Help Center> ModelArts> Troubleshooting> Training Jobs> OBS Operation Issues> Error Message "BrokenPipeError: Broken pipe" Displayed When OBS Data Is Copied
Updated on 2024-04-30 GMT+08:00

Error Message "BrokenPipeError: Broken pipe" Displayed When OBS Data Is Copied

Symptom

The error message is displayed when MoXing is used to copy data for a training job.

Figure 1 Error log

Possible Causes

The possible causes are as follows:

  • In a large-scale distributed job, multiple nodes are concurrently copying files in the same bucket, leading to traffic control in the OBS bucket.
  • There is a large number of OBS client connections. During the polling between processes or threads, an OBS client connection timed out if the server does not respond to it within 30 seconds. As a result, the server released the connection.

Solution

  1. If the issue is caused by traffic control, the error code shown in the following figure is displayed. In this case, submit a service ticket. For details about OBS error codes, see OBS Server-Side Error Codes.
    Figure 2 Error log
  2. If the issue is caused by the large number of client connections, especially for files larger than 5 GB, OBS APIs cannot be directly called. In this case, use multiple threads to copy data. The timeout duration set on the OBS server is 30s. Run the following commands to reduce the number of processes:
    # Configure the number of processes.
    os.environ['MOX_FILE_LARGE_FILE_TASK_NUM']=1
    import moxing as mox
    
    # Copy files.
    mox.file.copy_parallel(src_url=your_src_dir, dst_url=your_target_dir, threads=0, is_processing=False)
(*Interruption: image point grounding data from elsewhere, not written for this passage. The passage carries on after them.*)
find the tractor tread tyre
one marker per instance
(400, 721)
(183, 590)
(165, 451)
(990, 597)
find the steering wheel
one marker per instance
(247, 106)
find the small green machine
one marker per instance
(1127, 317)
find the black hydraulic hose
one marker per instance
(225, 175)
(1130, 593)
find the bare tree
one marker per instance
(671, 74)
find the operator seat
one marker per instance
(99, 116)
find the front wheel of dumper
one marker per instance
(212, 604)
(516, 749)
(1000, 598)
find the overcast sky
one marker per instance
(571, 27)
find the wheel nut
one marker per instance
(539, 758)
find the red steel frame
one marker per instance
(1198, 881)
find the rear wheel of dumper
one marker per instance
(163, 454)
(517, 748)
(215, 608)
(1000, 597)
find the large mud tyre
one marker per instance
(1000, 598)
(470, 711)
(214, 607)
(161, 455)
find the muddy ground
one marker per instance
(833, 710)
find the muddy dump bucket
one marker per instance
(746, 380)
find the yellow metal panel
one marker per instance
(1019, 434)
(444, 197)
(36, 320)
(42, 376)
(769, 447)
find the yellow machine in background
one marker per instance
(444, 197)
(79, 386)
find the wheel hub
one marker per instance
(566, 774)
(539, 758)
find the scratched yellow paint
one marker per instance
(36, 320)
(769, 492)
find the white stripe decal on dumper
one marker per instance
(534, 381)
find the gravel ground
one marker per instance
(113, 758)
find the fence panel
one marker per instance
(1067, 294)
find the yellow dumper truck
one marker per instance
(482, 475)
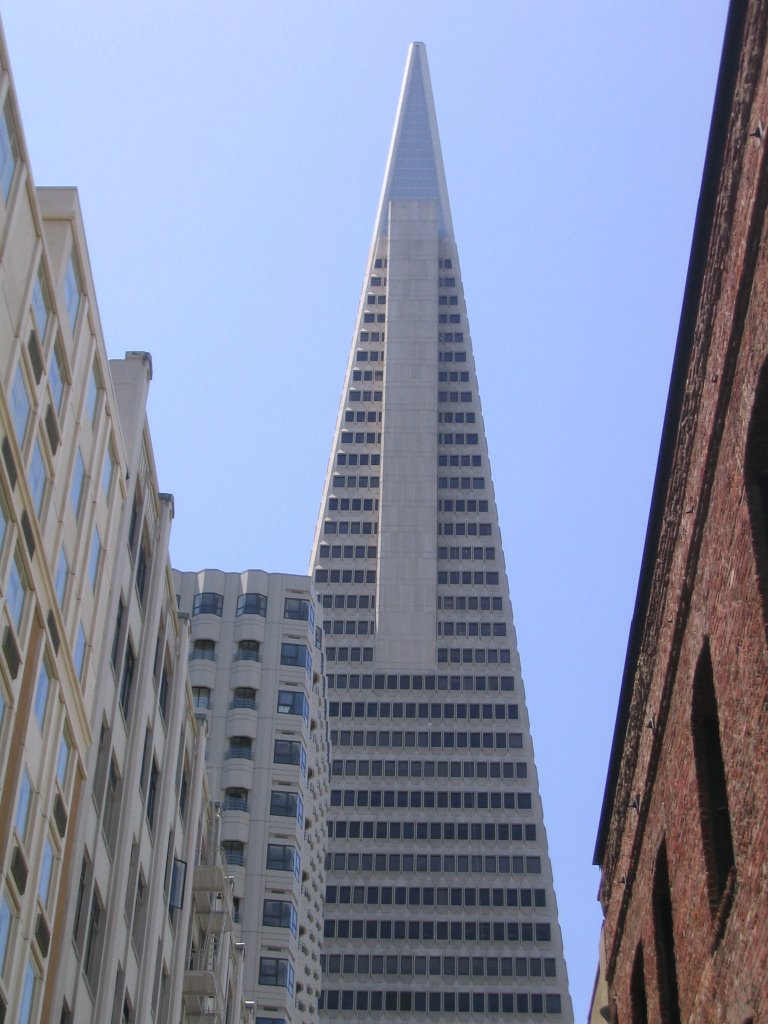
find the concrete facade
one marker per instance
(256, 674)
(683, 832)
(439, 895)
(103, 800)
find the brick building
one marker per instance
(683, 834)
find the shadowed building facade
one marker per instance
(683, 832)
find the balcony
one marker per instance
(242, 722)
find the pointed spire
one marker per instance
(415, 163)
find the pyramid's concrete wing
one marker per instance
(439, 896)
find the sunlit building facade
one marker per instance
(439, 897)
(256, 674)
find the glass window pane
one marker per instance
(19, 406)
(8, 148)
(23, 809)
(38, 478)
(41, 692)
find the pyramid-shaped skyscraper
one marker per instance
(439, 898)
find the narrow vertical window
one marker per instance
(38, 478)
(665, 941)
(78, 483)
(126, 685)
(15, 592)
(41, 692)
(56, 379)
(28, 994)
(6, 919)
(79, 654)
(94, 558)
(8, 148)
(108, 470)
(19, 406)
(23, 808)
(62, 760)
(40, 301)
(73, 290)
(62, 576)
(46, 872)
(713, 793)
(91, 401)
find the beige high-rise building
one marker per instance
(111, 883)
(439, 899)
(256, 672)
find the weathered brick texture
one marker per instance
(702, 588)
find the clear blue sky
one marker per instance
(228, 159)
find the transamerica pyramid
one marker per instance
(439, 898)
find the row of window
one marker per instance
(460, 438)
(466, 553)
(446, 1003)
(353, 504)
(456, 418)
(453, 896)
(379, 681)
(475, 578)
(347, 551)
(434, 740)
(356, 395)
(468, 655)
(361, 416)
(460, 482)
(443, 799)
(348, 627)
(440, 931)
(471, 629)
(462, 505)
(364, 459)
(445, 832)
(349, 653)
(355, 481)
(205, 650)
(434, 863)
(423, 710)
(445, 967)
(430, 769)
(211, 603)
(348, 601)
(345, 576)
(460, 460)
(359, 437)
(464, 528)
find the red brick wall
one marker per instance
(706, 589)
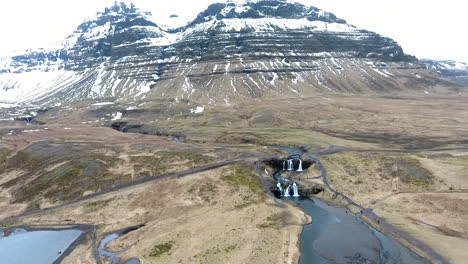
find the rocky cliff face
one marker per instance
(230, 52)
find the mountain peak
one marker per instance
(282, 9)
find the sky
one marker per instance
(433, 29)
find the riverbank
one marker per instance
(191, 220)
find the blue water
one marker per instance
(337, 236)
(38, 247)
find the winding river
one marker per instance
(338, 236)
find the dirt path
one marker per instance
(370, 217)
(385, 198)
(128, 186)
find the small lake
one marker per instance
(36, 246)
(337, 236)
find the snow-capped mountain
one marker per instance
(231, 51)
(453, 70)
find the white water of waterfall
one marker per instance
(280, 188)
(295, 190)
(300, 166)
(287, 191)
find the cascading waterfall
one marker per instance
(295, 190)
(290, 164)
(287, 191)
(280, 188)
(300, 166)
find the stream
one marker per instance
(113, 256)
(338, 236)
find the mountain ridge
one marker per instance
(230, 52)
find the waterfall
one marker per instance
(280, 188)
(290, 164)
(295, 190)
(287, 191)
(300, 166)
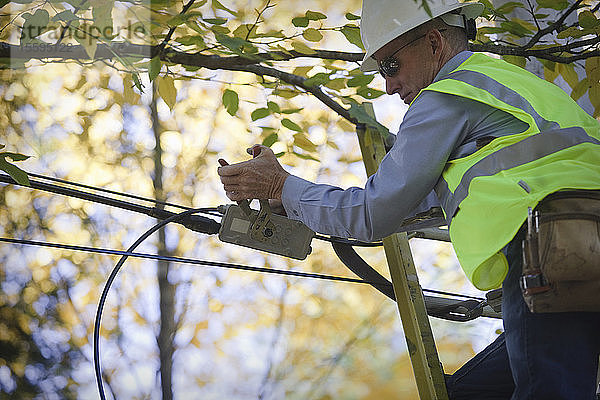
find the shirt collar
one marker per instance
(452, 64)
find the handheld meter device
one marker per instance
(261, 230)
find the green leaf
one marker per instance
(305, 156)
(569, 74)
(259, 113)
(231, 101)
(34, 25)
(65, 16)
(302, 71)
(244, 30)
(191, 41)
(270, 140)
(303, 142)
(166, 89)
(588, 20)
(218, 5)
(336, 84)
(554, 4)
(352, 34)
(302, 48)
(137, 82)
(102, 15)
(317, 79)
(594, 95)
(360, 80)
(288, 123)
(235, 44)
(273, 107)
(154, 68)
(291, 110)
(300, 22)
(215, 21)
(16, 173)
(312, 35)
(314, 15)
(515, 28)
(358, 112)
(369, 93)
(580, 89)
(572, 31)
(515, 60)
(89, 42)
(509, 7)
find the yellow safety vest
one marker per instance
(486, 195)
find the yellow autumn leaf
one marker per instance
(166, 89)
(89, 42)
(302, 48)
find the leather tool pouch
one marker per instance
(561, 253)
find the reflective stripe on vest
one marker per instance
(486, 195)
(508, 95)
(522, 152)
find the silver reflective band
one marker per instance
(523, 152)
(503, 93)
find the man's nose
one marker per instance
(391, 85)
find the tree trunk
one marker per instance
(166, 289)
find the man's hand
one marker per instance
(259, 178)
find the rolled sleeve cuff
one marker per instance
(293, 188)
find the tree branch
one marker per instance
(163, 44)
(550, 28)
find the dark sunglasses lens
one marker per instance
(388, 67)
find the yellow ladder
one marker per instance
(409, 295)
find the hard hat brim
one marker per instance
(469, 10)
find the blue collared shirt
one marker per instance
(436, 128)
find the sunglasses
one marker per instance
(389, 66)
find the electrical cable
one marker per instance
(215, 264)
(99, 189)
(183, 260)
(111, 278)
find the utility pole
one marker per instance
(409, 295)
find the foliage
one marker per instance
(75, 92)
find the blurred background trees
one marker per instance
(143, 97)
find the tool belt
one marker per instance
(561, 253)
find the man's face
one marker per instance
(416, 61)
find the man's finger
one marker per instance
(229, 170)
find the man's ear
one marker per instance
(435, 40)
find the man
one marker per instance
(491, 140)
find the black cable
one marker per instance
(183, 260)
(111, 278)
(351, 242)
(99, 189)
(193, 222)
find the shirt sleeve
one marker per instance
(433, 126)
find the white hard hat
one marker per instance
(384, 20)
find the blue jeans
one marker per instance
(539, 356)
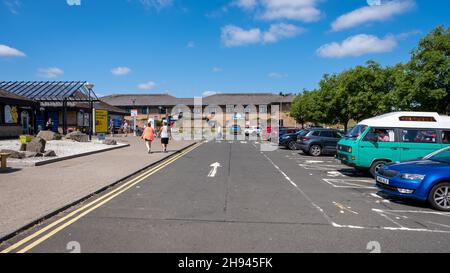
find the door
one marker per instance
(417, 143)
(379, 144)
(55, 118)
(25, 122)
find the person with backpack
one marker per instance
(148, 136)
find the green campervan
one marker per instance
(393, 137)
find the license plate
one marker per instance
(383, 180)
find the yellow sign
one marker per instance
(101, 121)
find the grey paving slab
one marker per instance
(29, 194)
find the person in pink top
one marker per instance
(148, 135)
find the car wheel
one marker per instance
(439, 197)
(376, 167)
(292, 145)
(315, 150)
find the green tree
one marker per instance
(307, 107)
(423, 84)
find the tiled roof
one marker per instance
(8, 95)
(217, 99)
(140, 99)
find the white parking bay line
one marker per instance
(350, 183)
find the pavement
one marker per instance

    When creating a training job, you can use the environment variable _PARTIAL_MAXIMUM_SIZE to configure the threshold (in bytes) for downloading large files in multiple parts. If the size of a file exceeds the threshold, the file will be downloaded in multiple parts concurrently.

Summary and Suggestions

Before creating a training job, use the ModelArts development environment to debug the training code to maximally eliminate errors in code migration.